Most recently she has been examining the role of oxytocin and vasopressin in mental disorders such as autism, schizophrenia, anxiety and depression. Recent findings, many of which are built upon scientific research models originated by Carter, have revealed that the same basic neurobiological processes and systems that support healthy sexual responses are necessary for love and well-being. At the biological heart of the experience of love, as well as sexual behavior, is a small hormone known as oxytocin. Oxytocin, and the neural systems that oxytocin regulates, in turn protect and heal. Carter is also known for research on the physiological basis of social behavior, including studies that implicated oxytocin, vasopressin and hormones of the hypothalamic-pituitary-adrenal ("stress") axis in the traits of monogamy including pair-bond formation. She pioneered the physiological study of socially monogamous mammals, including the prairie vole.

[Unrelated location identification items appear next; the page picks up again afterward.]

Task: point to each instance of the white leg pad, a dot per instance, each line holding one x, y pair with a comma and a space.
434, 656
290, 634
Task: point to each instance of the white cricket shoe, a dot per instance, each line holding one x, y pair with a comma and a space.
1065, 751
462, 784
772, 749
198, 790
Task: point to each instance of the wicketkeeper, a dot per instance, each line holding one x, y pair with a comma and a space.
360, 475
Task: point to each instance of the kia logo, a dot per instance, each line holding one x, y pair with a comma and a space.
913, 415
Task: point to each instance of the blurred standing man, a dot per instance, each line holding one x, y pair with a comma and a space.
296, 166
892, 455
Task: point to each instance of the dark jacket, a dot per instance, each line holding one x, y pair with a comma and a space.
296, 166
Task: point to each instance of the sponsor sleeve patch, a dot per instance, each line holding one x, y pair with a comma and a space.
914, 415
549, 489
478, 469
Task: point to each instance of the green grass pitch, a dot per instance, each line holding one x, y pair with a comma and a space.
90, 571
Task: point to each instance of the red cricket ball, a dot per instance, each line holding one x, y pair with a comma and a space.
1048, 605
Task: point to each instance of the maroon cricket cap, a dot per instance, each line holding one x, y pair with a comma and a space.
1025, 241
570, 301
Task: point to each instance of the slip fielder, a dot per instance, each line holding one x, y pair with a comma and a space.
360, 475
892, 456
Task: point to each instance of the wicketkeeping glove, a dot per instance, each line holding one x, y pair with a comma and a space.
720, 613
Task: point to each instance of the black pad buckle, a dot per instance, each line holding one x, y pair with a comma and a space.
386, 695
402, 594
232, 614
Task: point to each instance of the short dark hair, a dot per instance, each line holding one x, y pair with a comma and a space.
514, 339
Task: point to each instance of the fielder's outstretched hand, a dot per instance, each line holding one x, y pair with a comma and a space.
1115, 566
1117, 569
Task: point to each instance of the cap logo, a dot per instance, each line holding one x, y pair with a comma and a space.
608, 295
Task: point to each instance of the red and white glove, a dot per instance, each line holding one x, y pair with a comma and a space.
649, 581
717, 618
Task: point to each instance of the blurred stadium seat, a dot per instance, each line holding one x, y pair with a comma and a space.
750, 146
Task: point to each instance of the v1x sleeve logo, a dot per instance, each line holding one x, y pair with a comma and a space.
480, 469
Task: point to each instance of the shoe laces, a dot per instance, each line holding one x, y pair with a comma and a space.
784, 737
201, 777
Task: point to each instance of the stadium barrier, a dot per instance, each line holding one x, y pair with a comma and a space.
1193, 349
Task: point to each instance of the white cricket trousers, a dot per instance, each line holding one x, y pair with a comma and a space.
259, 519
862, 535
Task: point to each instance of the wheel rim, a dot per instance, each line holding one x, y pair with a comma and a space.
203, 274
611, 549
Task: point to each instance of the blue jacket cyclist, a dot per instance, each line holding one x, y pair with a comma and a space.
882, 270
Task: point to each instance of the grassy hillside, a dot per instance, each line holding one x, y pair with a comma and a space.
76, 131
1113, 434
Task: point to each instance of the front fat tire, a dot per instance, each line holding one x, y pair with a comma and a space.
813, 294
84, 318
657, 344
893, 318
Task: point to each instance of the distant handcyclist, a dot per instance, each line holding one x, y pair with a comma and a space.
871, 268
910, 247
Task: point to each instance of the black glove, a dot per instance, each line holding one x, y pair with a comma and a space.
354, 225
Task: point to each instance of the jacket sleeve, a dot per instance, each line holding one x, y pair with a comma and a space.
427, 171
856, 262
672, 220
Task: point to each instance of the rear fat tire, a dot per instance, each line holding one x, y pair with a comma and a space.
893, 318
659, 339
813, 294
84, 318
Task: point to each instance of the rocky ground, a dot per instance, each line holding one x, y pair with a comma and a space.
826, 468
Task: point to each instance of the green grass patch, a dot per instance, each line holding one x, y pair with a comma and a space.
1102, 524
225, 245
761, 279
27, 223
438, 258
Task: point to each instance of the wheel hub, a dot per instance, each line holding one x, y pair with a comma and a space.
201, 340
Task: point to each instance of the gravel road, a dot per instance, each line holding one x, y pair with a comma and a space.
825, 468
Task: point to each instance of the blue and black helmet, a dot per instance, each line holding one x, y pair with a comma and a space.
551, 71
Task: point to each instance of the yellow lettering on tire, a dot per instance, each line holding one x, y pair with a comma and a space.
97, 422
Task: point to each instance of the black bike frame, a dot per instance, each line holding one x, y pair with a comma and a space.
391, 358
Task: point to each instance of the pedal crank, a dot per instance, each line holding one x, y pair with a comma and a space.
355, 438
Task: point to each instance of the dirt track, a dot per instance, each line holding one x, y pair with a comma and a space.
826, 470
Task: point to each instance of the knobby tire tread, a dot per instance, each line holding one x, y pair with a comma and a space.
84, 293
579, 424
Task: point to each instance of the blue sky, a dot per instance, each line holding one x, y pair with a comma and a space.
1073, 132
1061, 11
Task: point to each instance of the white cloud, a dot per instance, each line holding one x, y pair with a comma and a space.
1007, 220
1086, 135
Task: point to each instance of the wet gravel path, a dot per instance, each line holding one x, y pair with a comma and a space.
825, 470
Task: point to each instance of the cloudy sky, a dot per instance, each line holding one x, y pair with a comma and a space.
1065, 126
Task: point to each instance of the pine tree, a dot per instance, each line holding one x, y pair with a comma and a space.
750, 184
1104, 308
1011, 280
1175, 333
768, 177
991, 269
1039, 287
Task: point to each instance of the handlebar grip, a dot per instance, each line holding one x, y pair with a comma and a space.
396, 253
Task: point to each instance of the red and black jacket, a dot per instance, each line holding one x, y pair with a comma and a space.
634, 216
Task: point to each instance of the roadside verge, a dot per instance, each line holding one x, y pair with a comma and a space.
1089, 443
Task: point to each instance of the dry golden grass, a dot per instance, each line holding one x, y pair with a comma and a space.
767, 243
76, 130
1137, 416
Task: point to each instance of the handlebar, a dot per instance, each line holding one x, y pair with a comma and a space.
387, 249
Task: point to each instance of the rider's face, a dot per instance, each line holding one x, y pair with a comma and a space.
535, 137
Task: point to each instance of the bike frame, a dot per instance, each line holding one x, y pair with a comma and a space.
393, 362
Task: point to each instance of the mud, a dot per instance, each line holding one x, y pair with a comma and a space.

Carter came to IU from the University of North Carolina at Chapel Hill, where she was professor of psychiatry. She was previously co-director of the Brain-Body Center at the University of Illinois at Chicago, and prior to that Distinguished University Professor at the University of Maryland. Her prior appointments have been in the departments of psychology, zoology and biology, and she helped found the interdisciplinary Ph.D. program in neural and behavioral biology at the University of Illinois at Urbana-Champaign. Carter is a Fellow of the American Association for the Advancement of Science and the International Behavioral Neuroscience Society, and she was awarded the Matthew J. Wayner-NNOXe Pharmaceutical Award for Translational Research.
Carter received her Ph.D. from the University of Arkansas.